AT : La France, mauvaise élève ?
Les débats autour de la réforme des retraites ont été, pour certains, l’occasion de montrer du doigt la France en matière d’accidents du travail. Notamment, en la comparant aux autres pays européens. Sur ce sujet, il est nécessaire de rappeler certains chiffres.
Selon les statistiques publiées par l’Anact, entre 2001 et 2019, le nombre d’AT impliquant des hommes serait passé de 737 499 à 655 715, soit une baisse de 11,1 %. En revanche, les accidents du travail concernant les femmes auraient très fortement augmenté : passant de 172 682 en 2001 à 244 558 en 2019. Soit une hausse de 41,6 % !
733 ou 780 AT mortels ?
En ce qui concerne les accidents mortels, l’exploitation des chiffres est plus complexe. On a ainsi déploré 733 accidents mortels en 2019, selon un rapport de l’Assurance maladie. Forte augmentation par rapport à 2018 (562 AT mortels) qui s’expliquerait par l’élargissement des critères demandés pour qualifier un accident du travail. Pour beaucoup, ces chiffres ne reflèteraient pas la réalité. D’ailleurs, la Dares a publié en novembre dernier une étude recensant 783 600 accidents du travail entraînant au moins un jour d’arrêt en 2019, et 780 décès.

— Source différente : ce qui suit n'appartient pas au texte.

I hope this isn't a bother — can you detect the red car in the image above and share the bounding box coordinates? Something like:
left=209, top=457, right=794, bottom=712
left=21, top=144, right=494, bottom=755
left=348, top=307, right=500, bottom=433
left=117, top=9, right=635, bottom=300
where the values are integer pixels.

Plus embêtant, des chiffres publiés par l’Observatoire de la Mutualité Française, feraient de la France le plus mauvais élève de l’Europe en matière de sécurité au travail. Plus de 200 000 travailleurs décèdent chaque année de maladies professionnelles au sein de l’Union européenne. Avec 3 425 accidents du travail pour 100 000 personnes en emploi, la France se situe en haut du classement des pays européens puisque ce chiffre correspond à 3,5 accidents mortels du travail pour 100 000 personnes en emploi en 2019, soit deux fois plus que la moyenne européenne (1,7 accident mortel). En France, c’est le secteur de la construction qui connaît le plus fort taux d’accidents : 53,4 accidents du travail avec arrêt pour 1 000 salariés, contre 33,5 sur l’ensemble des secteurs.
Des chiffres à utiliser avec précaution…
Certains politiques vont même plus loin. Par exemple, Jean-Luc Mélenchon (LFI) qui n’a pas hésité à dire que la France, en matière d’accidents mortels, est « championne de l’hécatombe » avec 1 200 morts du travail par an. A quoi correspond ce chiffre ? Il émane de l’Assurance maladie qui dénombrait 1 264 décès liés au travail en 2019. Ce chiffre est cependant à manier avec précaution car il agrège plusieurs données : les personnes décédées lors d’un accident du travail, les morts lors des trajets domicile-travail (283 personnes) et les décès dus aux maladies professionnelles (248 personnes).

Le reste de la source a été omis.